# Jet DC 1200FS Dust Collector



## indychips (Jan 9, 2012)

I am in the market for a good used DC. I just found this one on craigslist for $100 (the ad says $150 but I talked them down to $100). Seems like a good deal. I have a small shop in one side of a 2 car garage. Longest run of a pipe would be about 18 ft. Any thoughts? good deal or bad?
http://indianapolis.craigslist.org/tls/3024510288.html


----------



## Dave66 (Apr 6, 2012)

That's a 650 cfm machine and it should work well for a small shop. I ran one for 4-5 years before going to my 1100cfm DC. The price is definitely right.


----------



## Shavings (May 27, 2012)

Good price for a 650cfm D/C. Jump on it.

R..


----------



## knotscott (Nov 8, 2007)

I wouldn't bother. I know the manual in the pic says DC1200, but the actual DC shown looks more like a DC650 to me.....unless I've got things confused. Anyway, those little DC's have fairly small impellers and are barely capable of the task. The HF "2HP" DC on sale for $150 offers a bit more CFM and more potential.

Jet DC650:









Jet DC1200:









HF DC:


----------



## knotscott (Nov 8, 2007)

Where is everyone? ....guess I thought tons of HF owners would chime in on this one, not to mention the confusion about the Jet DC.


----------



## Shop Dad (May 3, 2011)

*Crickets*


----------



## Marv (Nov 30, 2008)

That is actually an older 1.5hp 1200 cfm DC1200FS which is pretty much the same as the Powermatic Model 73 (note the dual 4" ports at the bottom) and no offense to those using the HF however I'd much rather have the Jet for a hundred bucks if it is in good working condition!


----------



## Marv (Nov 30, 2008)

Here's the Jet...
http://www.rockler.com/product_popup.cfm?page=10676

..and here's a couple of the Powermatics selling for over $400.00! 

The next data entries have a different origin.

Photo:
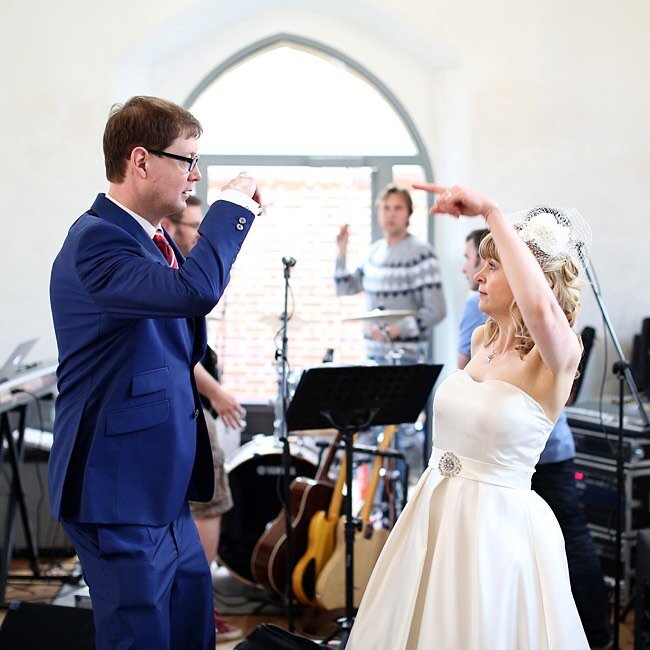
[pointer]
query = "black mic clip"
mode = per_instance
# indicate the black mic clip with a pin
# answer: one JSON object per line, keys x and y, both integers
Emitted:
{"x": 289, "y": 261}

http://www.ebay.com/itm/Powermatic-...140?pt=LH_DefaultDomain_0&hash=item2561f3984c

http://www.ebay.com/itm/Powermatic-...365?pt=LH_DefaultDomain_0&hash=item1c1325cbad


----------



## dbhost (Jan 28, 2008)

I have the HF 2HP DC. I won't even consider a 1HP DC, no matter the brand name on it... Now if that Jet is a 1.5 HP DC, it might be worth picking up and throwing a 1 micron bag / canister at...


----------



## knotscott (Nov 8, 2007)

Marv said:


> That is actually an older 1.5hp 1200 cfm DC1200FS which is pretty much the same as the Powermatic Model 73 (note the dual 4" ports at the bottom) and no offense to those using the HF however I'd much rather have the Jet for a hundred bucks if it is in good working condition!

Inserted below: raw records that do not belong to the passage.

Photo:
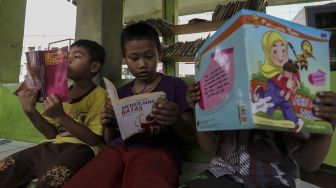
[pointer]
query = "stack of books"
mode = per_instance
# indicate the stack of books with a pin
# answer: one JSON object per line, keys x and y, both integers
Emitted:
{"x": 225, "y": 11}
{"x": 162, "y": 26}
{"x": 183, "y": 48}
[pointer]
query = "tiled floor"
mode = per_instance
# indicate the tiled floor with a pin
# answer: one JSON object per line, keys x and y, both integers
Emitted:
{"x": 8, "y": 147}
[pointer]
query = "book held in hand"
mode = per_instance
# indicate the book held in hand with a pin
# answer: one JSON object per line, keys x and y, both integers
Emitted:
{"x": 262, "y": 72}
{"x": 47, "y": 71}
{"x": 133, "y": 113}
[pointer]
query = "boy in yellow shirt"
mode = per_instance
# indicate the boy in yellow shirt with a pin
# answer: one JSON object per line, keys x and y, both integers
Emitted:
{"x": 72, "y": 129}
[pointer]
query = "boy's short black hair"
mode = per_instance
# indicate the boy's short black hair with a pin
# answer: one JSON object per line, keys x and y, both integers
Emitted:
{"x": 139, "y": 31}
{"x": 96, "y": 51}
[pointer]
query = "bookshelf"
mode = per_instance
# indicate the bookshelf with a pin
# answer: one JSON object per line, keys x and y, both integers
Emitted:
{"x": 196, "y": 27}
{"x": 222, "y": 13}
{"x": 322, "y": 17}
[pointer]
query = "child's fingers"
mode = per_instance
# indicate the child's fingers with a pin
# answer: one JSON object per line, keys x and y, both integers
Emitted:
{"x": 326, "y": 115}
{"x": 327, "y": 94}
{"x": 164, "y": 120}
{"x": 326, "y": 100}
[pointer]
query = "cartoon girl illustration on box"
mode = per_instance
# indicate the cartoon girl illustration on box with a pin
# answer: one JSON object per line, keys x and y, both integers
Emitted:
{"x": 276, "y": 56}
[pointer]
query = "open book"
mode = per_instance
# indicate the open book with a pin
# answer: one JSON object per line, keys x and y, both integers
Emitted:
{"x": 262, "y": 72}
{"x": 47, "y": 71}
{"x": 133, "y": 113}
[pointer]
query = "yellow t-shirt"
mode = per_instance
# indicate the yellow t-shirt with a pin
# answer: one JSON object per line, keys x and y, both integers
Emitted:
{"x": 86, "y": 111}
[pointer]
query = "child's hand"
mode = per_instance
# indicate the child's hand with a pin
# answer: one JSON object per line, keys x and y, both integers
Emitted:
{"x": 193, "y": 93}
{"x": 166, "y": 113}
{"x": 325, "y": 107}
{"x": 107, "y": 116}
{"x": 53, "y": 108}
{"x": 28, "y": 99}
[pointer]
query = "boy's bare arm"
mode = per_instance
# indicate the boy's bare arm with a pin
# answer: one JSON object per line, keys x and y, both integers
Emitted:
{"x": 185, "y": 127}
{"x": 109, "y": 122}
{"x": 312, "y": 153}
{"x": 169, "y": 114}
{"x": 207, "y": 141}
{"x": 53, "y": 108}
{"x": 28, "y": 101}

Thanks for clarifying Marv. :thumbsup:


----------



## Marv (Nov 30, 2008)

You're welcome Scott. :smile:


----------



## indychips (Jan 9, 2012)

Thanks for all the responses. I went ahead and purchased the Jet 1200fs for $100. While picking the DC up, the seller wanted to know if I was interested in a Jet air filtration system. I said sure. So for another $30 (original price almost $400) I got a Jet AFS 1000b air filtration system. :smile:


----------



## Shop Dad (May 3, 2011)

Major score! You did great!


----------



## woodnthings (Jan 24, 2009)

*Times 2!*



Shop Dad said:


> Major score! You did great!


You're livin' right for sure. Those Jet 1000's are great. :thumbsup: :thumbsup:


----------



## Fred Hargis (Apr 28, 2012)

I'd agree you really got a deal on that set....nice haul!


----------



## knotscott (Nov 8, 2007)

Definitely well done! :thumbsup:


----------